The results of the present study indicate that employing a 7-item scale to measure the HIV transmission risk among IDUs may be useful for evaluation of intervention programs in this key group. In many studies, the focus of risk analysis is on discrete behaviors to identify trends in behaviors or to study the determinants of high risk behaviors in this population (
19,
20). For a better understanding of the current status of HIV transmission risks among IDUs, looking simultaneously at multiple factors and conditions may provide better insight for policymakers and researchers into the mixed nature of HIV transmission risks and assist with identifying IDUs with higher risk of HIV acquisition or transmission based on their behaviors. Furthermore, measuring the impact of interventions on multiple discrete outcomes may increase the chance of type I errors by introducing the problem of multiplicity into the analysis (
21).
To prepare this scale; we used principal component analysis, a multivariate technique which simplifies a set of items to their linear combination in a way that they successively have a maximum variance for the data. The measure of internal consistency, the Cronbach α, was satisfactory, which indicates that summation of different items to construct a global scale for measuring HIV transmission risks is proper. This approach may be more statistically powerful and informative in etiologic research as well as program evaluation efforts.

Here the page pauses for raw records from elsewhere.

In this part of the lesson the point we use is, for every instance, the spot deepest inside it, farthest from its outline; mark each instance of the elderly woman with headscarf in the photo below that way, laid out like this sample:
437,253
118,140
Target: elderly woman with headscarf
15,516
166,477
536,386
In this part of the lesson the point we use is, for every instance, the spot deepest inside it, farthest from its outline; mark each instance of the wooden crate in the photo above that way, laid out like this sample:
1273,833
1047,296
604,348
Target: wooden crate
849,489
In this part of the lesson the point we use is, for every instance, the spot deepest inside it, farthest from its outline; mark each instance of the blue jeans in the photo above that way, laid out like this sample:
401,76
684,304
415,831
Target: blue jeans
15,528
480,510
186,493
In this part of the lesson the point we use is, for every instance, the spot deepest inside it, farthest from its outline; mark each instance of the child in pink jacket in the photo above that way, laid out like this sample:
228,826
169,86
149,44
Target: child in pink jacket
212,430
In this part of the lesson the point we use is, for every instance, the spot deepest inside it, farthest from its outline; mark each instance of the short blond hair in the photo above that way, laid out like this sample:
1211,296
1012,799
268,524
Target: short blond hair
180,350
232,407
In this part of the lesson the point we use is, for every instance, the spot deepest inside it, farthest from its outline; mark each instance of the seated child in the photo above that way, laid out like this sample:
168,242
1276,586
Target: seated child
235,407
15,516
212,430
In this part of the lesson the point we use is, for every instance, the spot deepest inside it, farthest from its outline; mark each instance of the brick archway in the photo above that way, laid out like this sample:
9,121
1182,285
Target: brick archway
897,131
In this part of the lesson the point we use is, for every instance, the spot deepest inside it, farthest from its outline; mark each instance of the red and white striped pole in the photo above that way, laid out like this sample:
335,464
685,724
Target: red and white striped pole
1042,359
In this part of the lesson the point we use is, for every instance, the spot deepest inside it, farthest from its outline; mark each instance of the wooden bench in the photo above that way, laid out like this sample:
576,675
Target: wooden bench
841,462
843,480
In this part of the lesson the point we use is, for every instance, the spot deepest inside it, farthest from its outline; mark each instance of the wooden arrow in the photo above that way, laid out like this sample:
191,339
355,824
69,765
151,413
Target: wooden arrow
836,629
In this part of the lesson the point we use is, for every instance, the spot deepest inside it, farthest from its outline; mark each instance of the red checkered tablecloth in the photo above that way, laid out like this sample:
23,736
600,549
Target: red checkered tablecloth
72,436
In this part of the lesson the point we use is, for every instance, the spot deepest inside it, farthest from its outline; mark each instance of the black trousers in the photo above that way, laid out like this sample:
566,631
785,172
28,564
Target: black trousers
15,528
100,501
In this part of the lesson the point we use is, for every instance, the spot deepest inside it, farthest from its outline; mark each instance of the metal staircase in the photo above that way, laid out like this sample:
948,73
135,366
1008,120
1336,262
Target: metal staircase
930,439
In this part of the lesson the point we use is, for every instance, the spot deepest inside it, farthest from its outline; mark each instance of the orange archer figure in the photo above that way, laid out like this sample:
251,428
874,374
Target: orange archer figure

Regarding high risk behaviors related to injection practice, the highest weight pertained to the needle sharing followed by the number of injection partners and sharing of injection equipment. These findings are supported by the literature that suggests the higher likelihood of HIV transmission among those who share needles with multiple partners than those who only share injection equipment such as cookers or rinse water (
22). In addition, the use of a condom during sexual intercourse is of much more significance than the number of sexual partners. Another item that was extracted in the final scale was proportion of IDUs in the personal network of participants. This item has been ignored in available scales while in many situations, the higher proportion of IDUs in personal networks of individuals has been associated with a higher rate of risky behaviors (
12,
13). In addition, out of 11 items that we entered in the initial scale, 4 were dropped from the final model. These items were duration of injection, average number of daily injections, engagement in MMT program, and use of stimulant drugs within the last 6 months. As these items indirectly affect the risk of HIV transmission among IDUs, it is uninformative to retain them in this scale.
We asked about the high risk behaviors of IDUs during the last 6 months to take into account the turnover of their relations that usually exist among IDUs. In addition, we supposed that some questions such as the number of anal intercourse acts during the last month (that was considered by Darke and colleagues in a similar scale) does not necessarily affect the risk of HIV transmission (
17). Instead, the safety of sexual acts (e.g. use of condoms) is the main determinant of HIV transmission during sexual relationship. Therefore, such items dropped from our suggested scale.
In conclusion, applying a 7-item scale can help harm reductionists and clinical practitioners to simply measure the current status of HIV transmission risks among IDUs in a short period of time (3 - 5 minutes). It also provides an opportunity for policymakers to evaluate the impact of intervention programs by measuring the changes in HIV transmission risk by employing a comprehensive scale that captures different factors related to virus transmission. Undoubtedly, an effective rapport between interviewers and participants increase the validity of such self-reported data. Nevertheless, the cross-sectional nature of the data has limited our ability to assess the usefulness of scales in prediction of HIV seroconversion among IDUs. So, prospective cohort studies are needed to assess the predictive validity of scales.